What is the benefit of a scatter plot matrix?
Scatter plot matrix methods quickly produce a single overall view of the relationships in a dataset.
The scatter plot matrix allows you to examine the relationships between many variables in one view.
The data science process includes the following activities:
- Data selection.
- Preprocessing.
- Transformation.
- Data Mining.
- Interpretation and evaluation.
What is a discrete random variable?
A discrete random variable has a number of
outcomes that you could count.
What are some aspects of Data Analytic Thinking?
- replace intuition with data driven analytical decisions.
- Transform raw data to valuable asset
- Increase pace of action
WHAT IS DATA SCIENCE?
Data Science is the exploration and quantitative analysis of all available structured and unstructured data to develop understanding, extract knowledge, and formulate actionable results.
What is a continuous variable?
A continuous variable is a variable that has an infinite number of possible values. In other words, any value is possible for the variable. A continuous variable is the opposite of a discrete variable, which can only take on a certain number of values.
Types of Machine Learning algorithms?
- Linear Regression
- Logistic Regression
- Decision Tree
- SVM
- Naive Bayes
- KNN
- K-Means
- Random Forest
- Dimensionality Reduction Algorithms
- Gradient Boost & Adaboost
Machine Learning : Good to Remember
Machine learning is a super powerful set of techniques for prediction.
Machine learning allows you to make predictions and detect patterns that otherwise would have gone unnoticed.
Now, machine learning started as the subfield of
artificial intelligence, and its goal is to allow computers to learn by example.

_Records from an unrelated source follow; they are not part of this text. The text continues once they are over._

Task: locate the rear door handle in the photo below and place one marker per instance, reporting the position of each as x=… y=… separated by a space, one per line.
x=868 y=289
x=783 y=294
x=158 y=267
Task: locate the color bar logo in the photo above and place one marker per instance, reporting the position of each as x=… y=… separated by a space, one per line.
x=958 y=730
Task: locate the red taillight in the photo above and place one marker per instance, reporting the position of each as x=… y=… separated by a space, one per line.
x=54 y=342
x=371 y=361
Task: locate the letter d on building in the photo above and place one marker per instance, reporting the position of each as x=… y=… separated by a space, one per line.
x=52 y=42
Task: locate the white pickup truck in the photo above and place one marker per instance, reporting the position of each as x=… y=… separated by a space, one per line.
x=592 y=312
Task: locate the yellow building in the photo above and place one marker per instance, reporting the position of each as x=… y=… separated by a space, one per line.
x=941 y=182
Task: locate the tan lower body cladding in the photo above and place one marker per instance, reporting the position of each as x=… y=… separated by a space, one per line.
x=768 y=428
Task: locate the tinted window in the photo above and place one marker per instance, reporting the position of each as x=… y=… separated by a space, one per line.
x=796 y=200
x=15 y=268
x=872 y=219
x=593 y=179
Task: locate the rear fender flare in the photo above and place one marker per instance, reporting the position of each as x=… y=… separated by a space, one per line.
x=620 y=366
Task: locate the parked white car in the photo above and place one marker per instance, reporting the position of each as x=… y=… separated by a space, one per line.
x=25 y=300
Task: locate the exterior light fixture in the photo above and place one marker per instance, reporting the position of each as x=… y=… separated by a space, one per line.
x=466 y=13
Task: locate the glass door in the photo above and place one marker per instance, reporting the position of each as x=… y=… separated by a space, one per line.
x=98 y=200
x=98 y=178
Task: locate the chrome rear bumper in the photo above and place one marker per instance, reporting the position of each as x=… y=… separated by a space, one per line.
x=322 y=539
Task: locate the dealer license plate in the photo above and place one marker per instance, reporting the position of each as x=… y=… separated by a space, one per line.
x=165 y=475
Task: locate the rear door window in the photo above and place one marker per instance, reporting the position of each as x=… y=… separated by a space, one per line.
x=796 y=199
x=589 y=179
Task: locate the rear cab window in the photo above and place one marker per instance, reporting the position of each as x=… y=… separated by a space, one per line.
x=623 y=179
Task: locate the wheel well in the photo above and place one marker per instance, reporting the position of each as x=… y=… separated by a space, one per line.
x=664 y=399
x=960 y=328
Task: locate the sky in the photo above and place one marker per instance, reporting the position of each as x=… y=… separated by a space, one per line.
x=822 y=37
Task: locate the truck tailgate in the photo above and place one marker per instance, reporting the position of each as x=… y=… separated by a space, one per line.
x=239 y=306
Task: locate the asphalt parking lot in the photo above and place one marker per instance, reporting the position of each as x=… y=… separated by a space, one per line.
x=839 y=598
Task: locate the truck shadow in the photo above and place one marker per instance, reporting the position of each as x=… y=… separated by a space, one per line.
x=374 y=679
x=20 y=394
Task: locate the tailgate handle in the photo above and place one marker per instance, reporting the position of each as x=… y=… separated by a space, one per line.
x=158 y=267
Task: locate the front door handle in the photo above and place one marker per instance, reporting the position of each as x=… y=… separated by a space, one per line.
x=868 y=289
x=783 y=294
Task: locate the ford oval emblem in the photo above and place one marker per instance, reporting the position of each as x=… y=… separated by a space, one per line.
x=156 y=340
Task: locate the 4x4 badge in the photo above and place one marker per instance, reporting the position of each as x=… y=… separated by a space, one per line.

Good to remember about discrete and conntinuous variables?
A discrete variable is a variable whose value is obtained by counting.
Examples: number of students present
number of red marbles in a jar
number of heads when flipping three coins
students’ grade level
A continuous variable is a variable whose value is obtained by measuring.
Examples: height of students in class
weight of students in class
time it takes to get to school
distance traveled between classes
Some common functions of cleaning data in Azure?
Ingested and joined data from multiple sources.
- Deleted unnecessary and redundant columns.
- Consolidated the number of categories of a categorical feature.
- Treated missing values.
- Removed duplicate rows.
- Generated a calculated column
- Located and treated outliers.
- Scaled numeric values.
What are some important aspects of Data Cleansing?
One of the most important aspects of any data science project is to clean, filter, and otherwise transform data to prepare it for use in a model. Common tasks when preparing data include:
- Identifying and handling missing or duplicate values.
- Identifying and handling outliers and errors
- Scaling numeric values to make them easier to compare.
What is a conditioned histogram?
A conditioned histogram is a histogram of a subset of data conditioned on another variable in the dataset. Often the histogram of a numeric variable is conditioned on a categorical variable. It is also possible to condition a histogram on (generally overlapping) ranges of a numeric variable.
How do you judge the quality of your prediction model?
The prediction quality should always be judged out of sample. You should make a judgement based on the results of the Test Data Set and not the Training Data Set.